Auffenberg sought these contacts, the government suggests, to support false claims that he was a legal resident of the Virgin Islands and managed his Illinois dealerships from there. A fraudulent lease of a condominium on the island of St. Croix furthered the scheme, prosecutors argue.
The honesty of claims by Auffenberg and others about where they lived and did business is at the heart of a case of tax fraud that prosecutors allege amounted to more than $76 million from 1999 to 2002.
A 78-page federal indictment details the reported conversation between Auffenberg and the IRS agent. The indictment charges Auffenberg with taking part in an elaborate conspiracy to cheat the United States and Virgin Islands out of taxes.
Auffenberg, 57, is scheduled to go on trial Jan. 12, with co-defendants in St. Croix. His dealership group operates 11 new-vehicle franchises in OFallon and Belleville, Ill., east of St. Louis.
Late last month, Auffenberg told Automotive News he is eager to clear his name. He said he feels he is close to getting this thing behind me but declined further comment.
Earlier, an attorney for Auffenberg said his client had followed the advice of tax professionals and had committed no crime.
Auffenberg was chairman of the American International Automobile Dealers Association in 2002 and has continued to serve on the associations board of directors.

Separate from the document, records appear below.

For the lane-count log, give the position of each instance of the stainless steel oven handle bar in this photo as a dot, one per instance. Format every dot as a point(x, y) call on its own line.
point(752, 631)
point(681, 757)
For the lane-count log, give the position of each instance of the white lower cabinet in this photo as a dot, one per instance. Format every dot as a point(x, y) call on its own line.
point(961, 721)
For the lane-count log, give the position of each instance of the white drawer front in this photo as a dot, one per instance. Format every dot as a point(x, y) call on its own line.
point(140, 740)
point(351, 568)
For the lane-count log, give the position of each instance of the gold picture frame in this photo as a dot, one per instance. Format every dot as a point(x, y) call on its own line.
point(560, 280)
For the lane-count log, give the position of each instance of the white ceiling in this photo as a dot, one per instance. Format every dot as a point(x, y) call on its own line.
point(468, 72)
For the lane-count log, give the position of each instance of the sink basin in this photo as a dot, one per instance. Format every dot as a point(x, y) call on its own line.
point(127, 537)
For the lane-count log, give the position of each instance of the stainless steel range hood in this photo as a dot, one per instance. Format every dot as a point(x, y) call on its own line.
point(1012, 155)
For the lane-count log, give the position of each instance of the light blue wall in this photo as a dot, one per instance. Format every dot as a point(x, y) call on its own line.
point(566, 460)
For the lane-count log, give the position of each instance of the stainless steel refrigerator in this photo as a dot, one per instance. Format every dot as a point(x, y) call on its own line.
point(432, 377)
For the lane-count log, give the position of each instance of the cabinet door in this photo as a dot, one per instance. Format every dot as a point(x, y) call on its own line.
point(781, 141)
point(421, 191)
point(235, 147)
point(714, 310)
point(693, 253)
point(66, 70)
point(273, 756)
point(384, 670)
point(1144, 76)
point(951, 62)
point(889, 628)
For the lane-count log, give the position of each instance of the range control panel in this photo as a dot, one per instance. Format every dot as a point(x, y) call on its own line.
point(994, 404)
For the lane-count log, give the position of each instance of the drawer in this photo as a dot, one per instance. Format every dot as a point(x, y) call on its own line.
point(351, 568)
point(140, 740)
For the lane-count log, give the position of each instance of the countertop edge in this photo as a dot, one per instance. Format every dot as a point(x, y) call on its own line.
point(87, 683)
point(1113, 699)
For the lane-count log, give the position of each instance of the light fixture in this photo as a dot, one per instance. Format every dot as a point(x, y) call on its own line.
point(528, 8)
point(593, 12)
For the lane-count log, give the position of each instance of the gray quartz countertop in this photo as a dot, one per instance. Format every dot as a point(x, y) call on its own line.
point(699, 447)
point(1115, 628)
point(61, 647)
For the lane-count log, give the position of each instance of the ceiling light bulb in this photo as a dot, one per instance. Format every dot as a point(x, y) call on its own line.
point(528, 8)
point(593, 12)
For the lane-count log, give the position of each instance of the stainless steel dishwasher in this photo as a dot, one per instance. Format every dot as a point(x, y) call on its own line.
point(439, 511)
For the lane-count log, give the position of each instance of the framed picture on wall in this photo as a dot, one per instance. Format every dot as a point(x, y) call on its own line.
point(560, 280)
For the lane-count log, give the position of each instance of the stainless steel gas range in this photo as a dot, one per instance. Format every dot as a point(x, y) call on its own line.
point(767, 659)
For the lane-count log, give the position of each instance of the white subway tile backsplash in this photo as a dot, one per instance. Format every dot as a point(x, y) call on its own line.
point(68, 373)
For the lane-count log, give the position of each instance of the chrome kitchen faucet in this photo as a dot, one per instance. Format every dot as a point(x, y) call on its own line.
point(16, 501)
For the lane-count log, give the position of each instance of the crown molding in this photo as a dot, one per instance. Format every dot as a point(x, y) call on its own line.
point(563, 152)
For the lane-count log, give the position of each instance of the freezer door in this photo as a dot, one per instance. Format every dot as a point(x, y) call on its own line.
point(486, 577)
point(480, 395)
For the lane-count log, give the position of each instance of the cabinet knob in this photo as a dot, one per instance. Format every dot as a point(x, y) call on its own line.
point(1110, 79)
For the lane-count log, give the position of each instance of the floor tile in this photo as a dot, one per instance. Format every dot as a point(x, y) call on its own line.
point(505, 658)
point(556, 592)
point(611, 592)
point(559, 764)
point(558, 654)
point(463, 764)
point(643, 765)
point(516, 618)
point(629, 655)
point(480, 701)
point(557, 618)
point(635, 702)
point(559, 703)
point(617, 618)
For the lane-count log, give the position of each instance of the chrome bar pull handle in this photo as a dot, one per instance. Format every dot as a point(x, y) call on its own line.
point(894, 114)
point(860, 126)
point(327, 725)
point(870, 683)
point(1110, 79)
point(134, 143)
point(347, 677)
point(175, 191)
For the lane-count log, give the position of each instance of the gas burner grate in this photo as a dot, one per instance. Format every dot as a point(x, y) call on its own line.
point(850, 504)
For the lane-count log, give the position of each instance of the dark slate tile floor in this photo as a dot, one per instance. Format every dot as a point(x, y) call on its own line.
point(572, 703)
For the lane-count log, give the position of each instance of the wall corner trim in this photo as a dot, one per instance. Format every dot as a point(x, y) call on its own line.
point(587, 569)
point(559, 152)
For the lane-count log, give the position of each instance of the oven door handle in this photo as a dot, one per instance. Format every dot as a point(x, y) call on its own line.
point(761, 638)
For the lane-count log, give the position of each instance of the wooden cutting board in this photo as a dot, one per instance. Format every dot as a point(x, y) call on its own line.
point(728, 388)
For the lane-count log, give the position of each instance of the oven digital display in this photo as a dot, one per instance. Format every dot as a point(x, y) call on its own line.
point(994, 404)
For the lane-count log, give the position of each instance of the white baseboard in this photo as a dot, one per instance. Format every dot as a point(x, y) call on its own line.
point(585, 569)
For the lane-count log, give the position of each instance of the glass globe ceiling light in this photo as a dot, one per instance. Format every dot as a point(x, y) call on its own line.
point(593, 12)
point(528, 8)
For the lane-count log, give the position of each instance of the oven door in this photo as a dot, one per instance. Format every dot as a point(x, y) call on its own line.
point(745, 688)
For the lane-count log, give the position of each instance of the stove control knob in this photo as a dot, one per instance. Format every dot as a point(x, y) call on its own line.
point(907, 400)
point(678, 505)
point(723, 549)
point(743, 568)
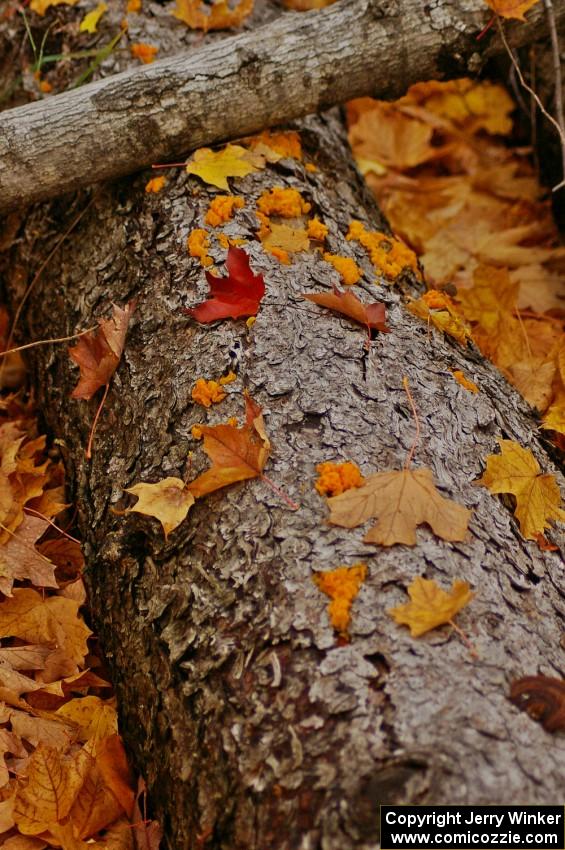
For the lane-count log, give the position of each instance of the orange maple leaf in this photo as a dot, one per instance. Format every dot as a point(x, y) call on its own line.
point(236, 453)
point(371, 315)
point(98, 353)
point(400, 500)
point(511, 8)
point(220, 16)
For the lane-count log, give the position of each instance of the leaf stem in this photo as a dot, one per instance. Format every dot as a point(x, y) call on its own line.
point(95, 423)
point(46, 342)
point(410, 455)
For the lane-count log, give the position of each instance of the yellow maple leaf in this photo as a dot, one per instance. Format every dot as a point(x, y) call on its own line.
point(383, 135)
point(470, 104)
point(430, 606)
point(400, 500)
point(219, 16)
point(41, 6)
point(307, 5)
point(511, 8)
point(214, 167)
point(490, 300)
point(91, 19)
point(516, 471)
point(168, 500)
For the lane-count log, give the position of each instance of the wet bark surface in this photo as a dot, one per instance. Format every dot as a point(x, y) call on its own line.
point(254, 726)
point(295, 65)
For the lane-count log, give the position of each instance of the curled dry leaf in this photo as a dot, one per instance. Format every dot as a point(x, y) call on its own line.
point(98, 353)
point(237, 454)
point(543, 697)
point(52, 782)
point(516, 471)
point(373, 315)
point(220, 16)
point(430, 606)
point(27, 615)
point(238, 294)
point(168, 500)
point(214, 167)
point(400, 500)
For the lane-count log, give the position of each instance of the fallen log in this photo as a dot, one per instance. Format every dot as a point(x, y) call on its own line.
point(294, 66)
point(254, 727)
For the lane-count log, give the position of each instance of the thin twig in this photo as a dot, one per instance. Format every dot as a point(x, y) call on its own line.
point(47, 341)
point(95, 423)
point(558, 79)
point(529, 89)
point(410, 456)
point(38, 274)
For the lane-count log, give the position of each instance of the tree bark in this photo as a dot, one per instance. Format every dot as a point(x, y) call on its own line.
point(254, 727)
point(296, 65)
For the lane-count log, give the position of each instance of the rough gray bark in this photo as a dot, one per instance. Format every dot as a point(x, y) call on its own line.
point(296, 65)
point(254, 728)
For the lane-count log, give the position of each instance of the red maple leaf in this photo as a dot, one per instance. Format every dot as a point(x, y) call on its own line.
point(238, 294)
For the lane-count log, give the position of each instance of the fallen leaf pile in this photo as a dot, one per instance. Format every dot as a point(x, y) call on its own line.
point(64, 776)
point(430, 606)
point(400, 500)
point(220, 15)
point(472, 210)
point(516, 471)
point(238, 294)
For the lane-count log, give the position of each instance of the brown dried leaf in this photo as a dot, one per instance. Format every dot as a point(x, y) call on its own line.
point(346, 303)
point(20, 560)
point(400, 500)
point(98, 353)
point(543, 697)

The federal charges are not related to his roles at AIADA.
The association said Auffenberg submitted his resignation late last year, and it was accepted.
According to records in the case, Ford Motor Co. got a court order to protect confidential business information in some of the documents the government subpoenaed.
In March 2007, Auffenberg and other defendants were charged in an Illinois federal court. The government says Auffenberg was one of more than 60 wealthy mainland United States taxpayers who took advantage of a tax scheme created and run by Kapok Inc. and its management subsidiary.
The government says Kapok was a sham. The indictment alleges that participants diverted U.S. income to the Virgin Islands by claiming they had business operations there. They then collected Virgin Islands economic development tax credits for management fees paid to Kapok, according to the indictment.
This awkward fiction was created for the purpose of evading United States taxes, the indictment says.
High conviction rate
The government has not explained why Auffenberg is the only wealthy participant who has been charged. The indictment alleges he cycled about $11 million through Kapok in 2001 alone.
Other defendants include the alleged architects of the scheme, identified in the indictment as physician Peter Fagan and certified public accountant James Ferguson. Both are licensed in Texas.
Joe Kristan, a partner at the accounting firm Roth & Co. in Des Moines, Iowa, has studied and written extensively about tax shelters. He told Automotive News he isnt fully informed about the evidence in the Auffenberg case. But he said the governments conviction rate is pretty high in similar cases that allege payment of phony management fees to offshore companies to evade U.S. taxes.
One uncertainty in Auffenbergs case is the effect of holding the trial in the Virgin Islands. Kristan said a jury there might be more sympathetic than one in the United States because the islands have promoted themselves as a legal tax haven, and Kapok had business operations there.
While Auffenberg was chairman of AIADA, the group ousted longtime President Walter Huizenga. After selecting Marianne McInerney as Huizengas successor, AIADA went through a period of turmoil. McInerney left the association in 2006.